May your best days be in front of you, not behind you.
With love,
-Mitch Shepard
How Does Storytime Work?
I read a story. you get cozy and listen. Then, I host a discussion.
It’s simple.
Sign up here if you’d like to hear about the next one: https://share.hsforms.com/1yCcgt1pTTq2A5iE_0WkKfwc80wp
Question Prompts:
What did this story bring up for you? What resonated?
How are YOU navigating these days (around whatever season or challenges you are up against)?
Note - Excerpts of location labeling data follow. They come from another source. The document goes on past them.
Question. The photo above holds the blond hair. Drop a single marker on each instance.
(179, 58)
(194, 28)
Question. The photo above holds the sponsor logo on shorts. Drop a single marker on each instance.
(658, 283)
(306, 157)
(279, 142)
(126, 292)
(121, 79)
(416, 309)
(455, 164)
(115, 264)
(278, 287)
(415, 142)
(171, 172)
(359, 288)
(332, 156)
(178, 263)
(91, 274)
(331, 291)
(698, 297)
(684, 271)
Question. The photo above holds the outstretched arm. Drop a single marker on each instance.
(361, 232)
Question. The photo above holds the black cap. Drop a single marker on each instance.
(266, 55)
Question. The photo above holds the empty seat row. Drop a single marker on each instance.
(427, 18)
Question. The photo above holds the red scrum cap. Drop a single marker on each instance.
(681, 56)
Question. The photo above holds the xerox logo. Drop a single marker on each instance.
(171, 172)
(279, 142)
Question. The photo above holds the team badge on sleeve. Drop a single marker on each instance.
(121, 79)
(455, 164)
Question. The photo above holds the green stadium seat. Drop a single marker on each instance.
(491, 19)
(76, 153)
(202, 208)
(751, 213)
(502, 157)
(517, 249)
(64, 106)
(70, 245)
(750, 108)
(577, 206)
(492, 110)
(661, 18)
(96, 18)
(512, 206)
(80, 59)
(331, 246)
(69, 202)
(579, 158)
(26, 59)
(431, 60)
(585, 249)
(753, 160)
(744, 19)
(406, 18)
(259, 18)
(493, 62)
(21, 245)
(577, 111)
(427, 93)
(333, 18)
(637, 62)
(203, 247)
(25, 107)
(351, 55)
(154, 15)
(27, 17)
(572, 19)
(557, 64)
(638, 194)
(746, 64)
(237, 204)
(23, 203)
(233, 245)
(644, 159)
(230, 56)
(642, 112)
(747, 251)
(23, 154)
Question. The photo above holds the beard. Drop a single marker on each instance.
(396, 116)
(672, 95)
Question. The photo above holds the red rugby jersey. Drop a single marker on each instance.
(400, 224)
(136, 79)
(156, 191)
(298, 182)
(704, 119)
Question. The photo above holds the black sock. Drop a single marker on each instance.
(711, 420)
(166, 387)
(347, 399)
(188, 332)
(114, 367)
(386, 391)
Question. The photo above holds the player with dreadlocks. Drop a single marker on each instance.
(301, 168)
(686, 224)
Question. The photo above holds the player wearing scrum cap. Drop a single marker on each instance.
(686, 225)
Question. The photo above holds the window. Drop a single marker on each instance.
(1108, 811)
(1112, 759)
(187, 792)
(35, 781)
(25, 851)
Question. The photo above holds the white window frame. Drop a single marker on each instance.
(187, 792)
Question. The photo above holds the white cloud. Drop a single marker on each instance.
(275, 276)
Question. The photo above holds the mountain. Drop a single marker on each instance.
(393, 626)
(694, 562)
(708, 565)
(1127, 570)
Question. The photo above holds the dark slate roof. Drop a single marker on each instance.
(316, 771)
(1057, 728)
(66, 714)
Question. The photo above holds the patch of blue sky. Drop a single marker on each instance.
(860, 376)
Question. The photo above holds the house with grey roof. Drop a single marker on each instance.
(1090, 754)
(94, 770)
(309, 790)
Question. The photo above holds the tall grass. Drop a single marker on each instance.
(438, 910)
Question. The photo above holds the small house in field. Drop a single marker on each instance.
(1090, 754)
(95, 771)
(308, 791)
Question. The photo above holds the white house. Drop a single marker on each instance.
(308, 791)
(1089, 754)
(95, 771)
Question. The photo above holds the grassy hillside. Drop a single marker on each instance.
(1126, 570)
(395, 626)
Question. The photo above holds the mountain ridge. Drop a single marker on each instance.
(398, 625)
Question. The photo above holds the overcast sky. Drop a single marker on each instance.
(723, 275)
Is anything keeping you stuck? Do you want to do anything differently? If so, what?
How do breakouts work?
You may wish to reflect quietly or journal instead. That is your choice. No judgement!
But if you wish to join a breakout, please do!
Breakout groups of 5 per group — random assortment. (simply opt to come back to the main session if you do not wish to join).
Three Ground Rules for Breakouts:
Listen
Listen with genuine curiosity and empathy, without judgment–with your eyes, ears, and heart.
Your role is just to listen, support, validate, and care about each other as humans! That’s it. Easy, right?
Respect
Respect each other by sharing the airtime. Can someone in each group please manage the time and divide it up equally, based on how many folks are in each group? Thanks!
There is space for everyone to feel and think differently. Your job (when you are listening) is not to solve anything for anyone. It’s not about giving advice, debating, or questioning WHY. Just be present.
Share
This is a place to connect. Share what is up for you in this season of life, and how you are navigating. This might feel scary or awkward for some and easy for others. I invite you to share, no matter how easy or tough it might feel. We are all here to listen. You do you.